危険な状況で、こちらが動かなければ被害が出る。けれど、相手に協力してもらわないと進まない。
そのとき、根拠がないと強く言えません。根拠があれば、冷静に、相手を守るために、必要なお願いや指示ができます。
法律は「現場で迷わないための道具」です。苦手でも、最低限の型を身につける価値があります。

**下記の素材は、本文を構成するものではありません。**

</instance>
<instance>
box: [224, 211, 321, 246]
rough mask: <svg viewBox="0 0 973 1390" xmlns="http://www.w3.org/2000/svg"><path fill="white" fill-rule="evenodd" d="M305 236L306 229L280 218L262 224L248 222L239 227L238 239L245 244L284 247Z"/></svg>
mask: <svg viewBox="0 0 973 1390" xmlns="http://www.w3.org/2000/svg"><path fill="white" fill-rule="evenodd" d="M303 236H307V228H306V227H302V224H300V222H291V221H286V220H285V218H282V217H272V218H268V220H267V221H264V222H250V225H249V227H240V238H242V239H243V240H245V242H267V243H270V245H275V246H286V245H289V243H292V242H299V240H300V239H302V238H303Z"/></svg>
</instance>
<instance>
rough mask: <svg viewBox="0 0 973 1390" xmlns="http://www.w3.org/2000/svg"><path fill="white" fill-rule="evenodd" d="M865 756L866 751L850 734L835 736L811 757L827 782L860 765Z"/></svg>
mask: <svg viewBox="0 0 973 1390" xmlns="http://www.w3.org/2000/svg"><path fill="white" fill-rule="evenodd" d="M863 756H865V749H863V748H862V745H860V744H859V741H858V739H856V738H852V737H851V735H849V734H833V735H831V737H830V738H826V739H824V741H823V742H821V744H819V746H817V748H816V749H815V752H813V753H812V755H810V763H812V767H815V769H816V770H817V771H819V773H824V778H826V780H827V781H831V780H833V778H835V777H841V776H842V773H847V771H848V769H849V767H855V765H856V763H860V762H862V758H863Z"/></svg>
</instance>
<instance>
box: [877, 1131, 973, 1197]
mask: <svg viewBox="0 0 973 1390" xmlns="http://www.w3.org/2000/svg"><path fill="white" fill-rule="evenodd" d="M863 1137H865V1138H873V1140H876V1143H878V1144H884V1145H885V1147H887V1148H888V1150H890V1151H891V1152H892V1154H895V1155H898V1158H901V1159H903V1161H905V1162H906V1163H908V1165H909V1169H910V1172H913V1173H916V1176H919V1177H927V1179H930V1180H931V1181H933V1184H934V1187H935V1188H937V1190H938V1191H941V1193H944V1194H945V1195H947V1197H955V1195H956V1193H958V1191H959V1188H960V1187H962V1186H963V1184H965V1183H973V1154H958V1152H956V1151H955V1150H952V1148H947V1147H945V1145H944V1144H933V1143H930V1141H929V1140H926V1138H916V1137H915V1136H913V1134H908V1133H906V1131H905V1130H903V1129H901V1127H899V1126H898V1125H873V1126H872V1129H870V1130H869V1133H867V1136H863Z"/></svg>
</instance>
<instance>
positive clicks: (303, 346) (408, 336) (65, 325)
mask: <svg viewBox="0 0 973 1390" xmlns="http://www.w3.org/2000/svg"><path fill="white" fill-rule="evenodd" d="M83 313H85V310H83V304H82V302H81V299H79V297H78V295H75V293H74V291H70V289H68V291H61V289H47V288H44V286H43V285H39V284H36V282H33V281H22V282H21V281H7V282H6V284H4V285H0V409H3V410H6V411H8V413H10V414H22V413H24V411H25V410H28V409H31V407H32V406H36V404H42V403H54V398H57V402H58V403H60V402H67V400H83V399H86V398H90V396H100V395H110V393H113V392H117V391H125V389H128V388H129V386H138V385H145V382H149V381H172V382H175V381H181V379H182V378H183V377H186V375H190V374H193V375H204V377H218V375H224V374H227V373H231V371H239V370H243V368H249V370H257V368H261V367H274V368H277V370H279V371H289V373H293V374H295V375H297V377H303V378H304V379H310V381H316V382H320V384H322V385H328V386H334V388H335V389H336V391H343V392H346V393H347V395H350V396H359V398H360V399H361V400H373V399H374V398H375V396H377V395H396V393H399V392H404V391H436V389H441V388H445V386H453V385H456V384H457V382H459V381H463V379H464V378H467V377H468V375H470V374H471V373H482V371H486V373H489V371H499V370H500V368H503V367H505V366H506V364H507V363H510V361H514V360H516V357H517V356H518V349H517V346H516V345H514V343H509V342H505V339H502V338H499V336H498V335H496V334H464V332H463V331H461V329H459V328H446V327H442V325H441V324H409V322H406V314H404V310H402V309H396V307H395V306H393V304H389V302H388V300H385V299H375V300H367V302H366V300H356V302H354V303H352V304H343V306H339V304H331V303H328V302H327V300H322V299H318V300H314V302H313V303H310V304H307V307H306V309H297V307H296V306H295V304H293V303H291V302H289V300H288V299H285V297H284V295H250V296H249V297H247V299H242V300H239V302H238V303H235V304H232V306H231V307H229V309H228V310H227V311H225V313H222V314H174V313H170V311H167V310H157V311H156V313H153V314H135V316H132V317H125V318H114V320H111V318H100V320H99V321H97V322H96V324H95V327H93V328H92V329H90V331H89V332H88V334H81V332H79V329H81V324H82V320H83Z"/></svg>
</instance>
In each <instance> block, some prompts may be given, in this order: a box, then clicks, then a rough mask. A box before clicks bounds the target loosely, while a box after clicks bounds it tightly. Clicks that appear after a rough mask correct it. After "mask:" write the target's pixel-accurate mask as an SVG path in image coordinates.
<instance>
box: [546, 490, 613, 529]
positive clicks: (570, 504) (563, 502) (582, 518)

■⑧ 今日からできる最小行動|3点セットで“苦手”を抜ける
時間がない人ほど、これだけで十分です。
・目的を一言で言えるようにする(この法律は何のため?)
・頻出キーワードだけ線を引く(定義/権限/義務)
・過去問(または想定問題)で“出方”を覚える
短時間でも毎日回す。積んだ人が勝ちます。
■まとめ|法律が苦手でも、型で点は取れる
消防学校初任科の法律は、言葉が硬くて苦手になりやすい科目です。ですが、丸暗記ではなく「目的→場面→キーワード」で整理し、頻出だけを反復すれば、点は必ず伸びます。法律は現場で迷わないための道具であり、住民の命を守るための根拠になります。
結論:
法律はセンスではなく“型”。目的と場面を押さえて反復すれば、苦手でも必ず点が取れるようになります。
元消防職員としての現場感でも、法律が分かるほど判断が軽くなり、安全に動けるようになります。苦手なまま放置せず、まずは頻出だけで勝ちにいってください。